In the above when we pushed down the second loop, we already broke
away from the original binary plan that computes the join of
`R`

and `S`

first. A simple way to guarantee
worst-case optimality now is to go all the way and use a generic join
plan. A generic join plan is simply a total ordering of all the
attributes. For example, `[x, y, z]`

for the triangle query
and `[x, u, v]`

for our second example query above. During
execution, we’ll join all the relations that have the first variable
first, then go to those with the second variable, and so on. While
joining on a variable, we delay the materialization of all other
variables, and this essentially implements the “intersection” from
generic join.

However, it’s debatable if we *should* go all the way to a
generic join plan just because we can. If the optimizer picks a
particular binary plan, it’s probably because it thinks the plan is
fast. In the paper we take a more conservative approach and greedily
transform the binary plan towards WCOJ, while avoiding accidental
slowdowns.

A subtle detail of WCOJ is that every intersection must take time linear to the size of the smallest relation; otherwise the algorithm won’t be worst-case optimal. In hash join, we intersect by iterating over the keys of one relation, and probing into the others. A simple way to satisfy the requirement is to simply pick the smallest relation to iterate over at run time.
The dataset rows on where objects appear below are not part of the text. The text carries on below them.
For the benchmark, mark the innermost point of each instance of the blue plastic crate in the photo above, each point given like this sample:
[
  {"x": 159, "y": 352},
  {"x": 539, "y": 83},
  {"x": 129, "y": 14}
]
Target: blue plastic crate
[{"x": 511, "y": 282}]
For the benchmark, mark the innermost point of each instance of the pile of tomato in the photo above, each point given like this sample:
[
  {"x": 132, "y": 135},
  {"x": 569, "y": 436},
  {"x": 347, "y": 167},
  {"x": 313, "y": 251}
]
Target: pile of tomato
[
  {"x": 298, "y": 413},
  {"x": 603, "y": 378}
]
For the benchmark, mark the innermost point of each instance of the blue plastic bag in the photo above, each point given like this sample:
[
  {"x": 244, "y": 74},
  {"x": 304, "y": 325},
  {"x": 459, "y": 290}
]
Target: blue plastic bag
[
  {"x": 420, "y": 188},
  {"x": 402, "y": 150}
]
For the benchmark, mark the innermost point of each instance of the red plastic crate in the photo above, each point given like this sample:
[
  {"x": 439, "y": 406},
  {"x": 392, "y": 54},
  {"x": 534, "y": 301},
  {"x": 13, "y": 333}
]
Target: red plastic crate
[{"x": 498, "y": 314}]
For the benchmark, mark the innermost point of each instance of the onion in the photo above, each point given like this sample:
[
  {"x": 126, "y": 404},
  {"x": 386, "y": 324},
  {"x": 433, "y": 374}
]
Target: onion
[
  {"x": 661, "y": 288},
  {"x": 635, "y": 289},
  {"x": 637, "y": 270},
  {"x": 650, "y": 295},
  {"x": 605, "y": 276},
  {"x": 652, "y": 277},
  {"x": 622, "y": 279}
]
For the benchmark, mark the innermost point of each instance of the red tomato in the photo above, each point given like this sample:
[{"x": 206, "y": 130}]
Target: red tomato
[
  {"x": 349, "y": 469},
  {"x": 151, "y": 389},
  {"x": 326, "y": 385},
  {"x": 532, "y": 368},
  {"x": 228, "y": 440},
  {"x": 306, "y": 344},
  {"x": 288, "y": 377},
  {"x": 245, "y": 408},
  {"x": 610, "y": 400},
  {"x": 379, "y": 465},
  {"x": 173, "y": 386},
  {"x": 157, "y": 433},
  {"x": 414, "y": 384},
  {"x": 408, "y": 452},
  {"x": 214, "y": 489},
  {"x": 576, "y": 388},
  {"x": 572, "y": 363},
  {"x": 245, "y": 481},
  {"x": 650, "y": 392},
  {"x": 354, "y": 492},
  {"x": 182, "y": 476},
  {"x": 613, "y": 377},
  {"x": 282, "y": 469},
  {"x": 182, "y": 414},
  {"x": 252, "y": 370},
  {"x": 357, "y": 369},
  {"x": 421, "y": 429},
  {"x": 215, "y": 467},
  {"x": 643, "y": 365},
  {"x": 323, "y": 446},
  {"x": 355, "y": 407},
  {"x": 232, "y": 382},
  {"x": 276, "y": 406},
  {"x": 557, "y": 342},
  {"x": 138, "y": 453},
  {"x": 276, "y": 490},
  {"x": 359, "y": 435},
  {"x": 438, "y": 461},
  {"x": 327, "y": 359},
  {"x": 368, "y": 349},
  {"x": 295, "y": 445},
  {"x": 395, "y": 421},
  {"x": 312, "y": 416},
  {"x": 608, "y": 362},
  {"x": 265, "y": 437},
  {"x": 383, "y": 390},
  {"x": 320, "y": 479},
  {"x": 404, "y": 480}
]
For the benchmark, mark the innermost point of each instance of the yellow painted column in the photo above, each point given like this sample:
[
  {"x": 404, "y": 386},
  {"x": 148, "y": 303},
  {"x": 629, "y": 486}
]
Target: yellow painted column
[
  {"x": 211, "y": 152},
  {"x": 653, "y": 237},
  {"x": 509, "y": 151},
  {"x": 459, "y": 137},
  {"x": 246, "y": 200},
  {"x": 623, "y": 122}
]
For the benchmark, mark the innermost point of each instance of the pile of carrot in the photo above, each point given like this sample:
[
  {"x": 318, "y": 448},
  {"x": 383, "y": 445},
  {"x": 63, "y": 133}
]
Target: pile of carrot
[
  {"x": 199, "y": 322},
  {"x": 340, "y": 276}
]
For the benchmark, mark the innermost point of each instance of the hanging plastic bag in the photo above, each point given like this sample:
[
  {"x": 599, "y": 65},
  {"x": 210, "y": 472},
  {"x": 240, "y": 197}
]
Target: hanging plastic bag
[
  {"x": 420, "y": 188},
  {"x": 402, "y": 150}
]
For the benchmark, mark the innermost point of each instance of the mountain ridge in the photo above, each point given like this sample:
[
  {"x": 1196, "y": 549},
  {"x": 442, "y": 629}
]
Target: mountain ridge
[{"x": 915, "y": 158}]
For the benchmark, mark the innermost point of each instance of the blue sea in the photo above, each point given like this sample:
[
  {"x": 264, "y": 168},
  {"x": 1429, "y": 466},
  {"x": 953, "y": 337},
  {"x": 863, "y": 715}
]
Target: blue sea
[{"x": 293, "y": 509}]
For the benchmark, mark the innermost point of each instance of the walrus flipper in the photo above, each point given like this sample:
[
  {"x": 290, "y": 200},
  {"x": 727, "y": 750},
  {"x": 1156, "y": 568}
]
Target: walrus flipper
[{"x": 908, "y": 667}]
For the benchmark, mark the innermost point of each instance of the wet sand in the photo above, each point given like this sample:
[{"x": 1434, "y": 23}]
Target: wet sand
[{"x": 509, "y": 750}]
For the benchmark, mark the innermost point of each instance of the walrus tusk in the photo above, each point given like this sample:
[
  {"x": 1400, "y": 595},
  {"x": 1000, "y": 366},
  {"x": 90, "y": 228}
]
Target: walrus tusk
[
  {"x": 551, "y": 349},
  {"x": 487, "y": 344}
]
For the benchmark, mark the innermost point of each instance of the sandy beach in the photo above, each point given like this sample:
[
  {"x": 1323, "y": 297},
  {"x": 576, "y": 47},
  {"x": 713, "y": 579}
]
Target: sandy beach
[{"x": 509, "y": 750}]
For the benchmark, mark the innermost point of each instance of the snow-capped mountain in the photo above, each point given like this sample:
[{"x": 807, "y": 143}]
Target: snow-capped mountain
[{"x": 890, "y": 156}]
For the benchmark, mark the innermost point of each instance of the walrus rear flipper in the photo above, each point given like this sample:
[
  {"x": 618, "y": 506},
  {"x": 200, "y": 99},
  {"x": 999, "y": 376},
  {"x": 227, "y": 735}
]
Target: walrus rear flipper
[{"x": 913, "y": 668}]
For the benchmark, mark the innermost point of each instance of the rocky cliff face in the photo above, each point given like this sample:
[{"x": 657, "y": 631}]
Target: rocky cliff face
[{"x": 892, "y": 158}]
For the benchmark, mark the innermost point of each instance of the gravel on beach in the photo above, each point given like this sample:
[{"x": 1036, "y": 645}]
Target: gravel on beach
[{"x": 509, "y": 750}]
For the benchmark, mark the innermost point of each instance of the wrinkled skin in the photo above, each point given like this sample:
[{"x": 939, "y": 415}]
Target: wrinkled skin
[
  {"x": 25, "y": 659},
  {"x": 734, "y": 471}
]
This will guarantee worst-case optimality, but there’s an interesting trade-off: iterating over the smallest relation means we now have to build hash on the larger relations, and this is expensive. On the other hand, if we iterate over the largest one, we save time hashing it. In practice, the time saved can be significant, and may outweigh the warm and fuzzy feeling of worst-case optimality.

At this point, even if you’re not convinced you can massage your join implementation into one that is worst-case optimal, I hope your suspicion is strong enough that you’ll try it. I think the COLT data structure is really central to all of this, and if you see you can implement COLT with late materialization, the rest is simple.